The worn tool 3 is reground by means of a tool 14 having a frustoconical cavity 15 and provided at the center of this cavity with a part-spherical bump in turn provided with a boring tool 16 as shown in FIG. 4a. The worn tool 3 is pushed into this cavity 15 with its axis 8 aligned with that of the cavity 15 and with the drill bit 16 and is rotated as shown in FIGS. 4b and 4c.
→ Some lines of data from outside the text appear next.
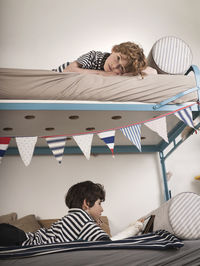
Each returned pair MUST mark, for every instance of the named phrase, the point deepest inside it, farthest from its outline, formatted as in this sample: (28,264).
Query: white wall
(43,34)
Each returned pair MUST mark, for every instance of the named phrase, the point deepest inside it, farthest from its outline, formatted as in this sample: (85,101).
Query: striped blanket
(160,240)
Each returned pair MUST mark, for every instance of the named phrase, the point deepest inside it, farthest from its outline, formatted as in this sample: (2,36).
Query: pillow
(179,216)
(170,55)
(27,223)
(8,218)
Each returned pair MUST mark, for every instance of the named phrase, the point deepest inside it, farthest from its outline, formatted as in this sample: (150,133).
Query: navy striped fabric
(160,240)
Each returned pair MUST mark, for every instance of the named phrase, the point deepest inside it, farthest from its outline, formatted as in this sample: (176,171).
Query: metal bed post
(166,189)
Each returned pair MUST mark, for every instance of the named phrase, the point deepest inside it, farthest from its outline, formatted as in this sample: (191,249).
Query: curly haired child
(125,58)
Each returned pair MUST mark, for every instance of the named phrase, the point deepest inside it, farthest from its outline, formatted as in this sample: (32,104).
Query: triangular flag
(26,147)
(4,142)
(57,145)
(109,138)
(133,133)
(84,142)
(186,116)
(159,126)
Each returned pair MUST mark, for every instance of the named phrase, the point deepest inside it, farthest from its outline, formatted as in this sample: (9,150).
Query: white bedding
(49,85)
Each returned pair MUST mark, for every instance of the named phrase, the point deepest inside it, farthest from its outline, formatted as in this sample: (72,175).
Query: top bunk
(44,103)
(144,114)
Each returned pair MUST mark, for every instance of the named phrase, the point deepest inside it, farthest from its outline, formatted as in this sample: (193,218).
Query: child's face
(116,63)
(96,210)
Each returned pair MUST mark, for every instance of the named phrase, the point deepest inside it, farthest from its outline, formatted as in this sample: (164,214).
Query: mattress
(188,255)
(49,85)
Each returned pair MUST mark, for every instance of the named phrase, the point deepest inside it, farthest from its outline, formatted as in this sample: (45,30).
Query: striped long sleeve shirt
(91,60)
(76,225)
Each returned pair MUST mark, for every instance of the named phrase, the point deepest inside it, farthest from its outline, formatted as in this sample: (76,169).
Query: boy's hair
(88,191)
(135,56)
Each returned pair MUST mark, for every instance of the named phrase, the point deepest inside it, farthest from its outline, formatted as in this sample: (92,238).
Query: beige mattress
(49,85)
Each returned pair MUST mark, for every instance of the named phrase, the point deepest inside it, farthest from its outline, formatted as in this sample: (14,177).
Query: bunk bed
(39,103)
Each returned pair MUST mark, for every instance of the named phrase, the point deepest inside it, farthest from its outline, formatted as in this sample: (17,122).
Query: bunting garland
(4,142)
(158,124)
(133,133)
(57,146)
(109,138)
(85,143)
(26,147)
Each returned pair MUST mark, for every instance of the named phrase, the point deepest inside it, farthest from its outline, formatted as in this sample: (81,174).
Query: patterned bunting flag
(4,142)
(186,116)
(57,145)
(159,126)
(26,147)
(133,133)
(109,138)
(84,142)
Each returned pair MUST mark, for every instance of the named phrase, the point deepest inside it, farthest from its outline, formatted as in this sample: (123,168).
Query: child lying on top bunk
(81,223)
(125,59)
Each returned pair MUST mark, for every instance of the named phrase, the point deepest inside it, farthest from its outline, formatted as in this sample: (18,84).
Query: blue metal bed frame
(162,106)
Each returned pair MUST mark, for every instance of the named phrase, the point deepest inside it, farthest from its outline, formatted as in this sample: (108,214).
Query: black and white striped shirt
(91,60)
(76,225)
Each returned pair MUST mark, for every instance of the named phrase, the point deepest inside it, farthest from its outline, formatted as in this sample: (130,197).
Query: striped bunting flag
(57,145)
(159,126)
(109,138)
(4,142)
(84,142)
(133,133)
(186,116)
(26,147)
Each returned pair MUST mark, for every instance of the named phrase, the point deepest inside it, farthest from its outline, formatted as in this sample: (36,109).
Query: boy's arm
(76,67)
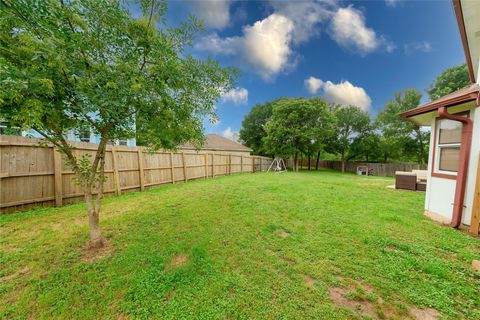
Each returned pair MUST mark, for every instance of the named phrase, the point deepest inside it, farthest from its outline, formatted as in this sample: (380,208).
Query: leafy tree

This pushes back the frustoconical surface 10 while reforming the surface 11 and the hole 12. The tool 3 can then be removed as shown in FIG. 4d and reused, the diameter of the outer periphery of its surface 11 being reduced.

FIG. 5 shows an alternative tool according to this invention which has its end 4' formed with a short cylindrical extension 17 centered on the axis 8 and extending from the outer end of the frustoconical surface 10 to the outer periphery of the part-spherical cavity 11.

Claims

I claim:

1. A method of fine grinding on a workpiece extending along a workpiece axis a part-spherical surface having a center of curvature at the workpiece axis and a predetermined radius of curvature, the method comprising the steps of:

rotating the workpiece about the workpiece axis;

rotating about a tool axis a tool having a body of substantially greater diameter than the workpiece and an end formed by

a part-spherical tool surface having a radius of curvature generally equal to the radius of curvature of the workpiece surface, a center of curvature on the tool axis, an outer periphery of predetermined diameter substantially less than the tool-body diameter, and

a generally frustoconical surface region centered on the tool axis and having a small-diameter end adjacent and of generally the same diameter as the seat outer periphery and a large-diameter end spaced axially rearwardly therefrom and joined to the tool body;

positioning the tool and workpiece axes relative to each other so they intersect at an obtuse attack angle smaller than 180° and pressing the tool and workpiece axially together to engage the tool and workpiece surfaces together and thereby grind the workpiece surface, the outer-periphery diameter and the attack angle being such that when axially engaged a portion of the workpiece surface is not covered by the tool surface and a portion of the tool surface is not engaged by the workpiece surface, whereby the outer-periphery diameter increases as the tool wears; and

replacing the tool with a fresh tool when the outer-periphery diameter increases so much that practically all of the workpiece surface is covered by the tool surface.

2. The fine-grinding method defined in claim 1 wherein the tool surface further is formed at the tool axis with an axially centered and forwardly open blind bore of predetermined diameter, the attack angle being such that the bore is radially spaced from the tool axis when the tool and workpiece are axially engaged.

3. The fine-grinding method defined in claim 2 wherein the tool is replaced when the tool surface has worn down generally a floor of the blind bore.

4. The fine-grinding method defined in claim 1 wherein the workpiece has a diameter between 1 mm and 5 mm and the tool-body diameter is between 2 mm and 20 mm.

5. The fine-grinding method defined in claim 1 wherein the frustoconical surface has an apex angle of between 30° and 60°.

6. The fine-grinding method defined in claim 1 wherein the tool surface further is formed at the tool axis with an axially centered and forwardly open blind bore.

7. The fine-grinding method defined in claim 6 wherein the blind bore has an axial depth smaller than the radius of curvature of the workpiece surface.

8. The fine-grinding method defined in claim 7 wherein the blind-bore depth is smaller than half the radius of curvature of the workpiece surface.

9. The fine-grinding method defined in claim 1 wherein the tool end is further formed with

a cylindrical extension centered on the tool axis and extending axially from the outer periphery of the tool surface to the small-diameter end of the frustoconical surface region.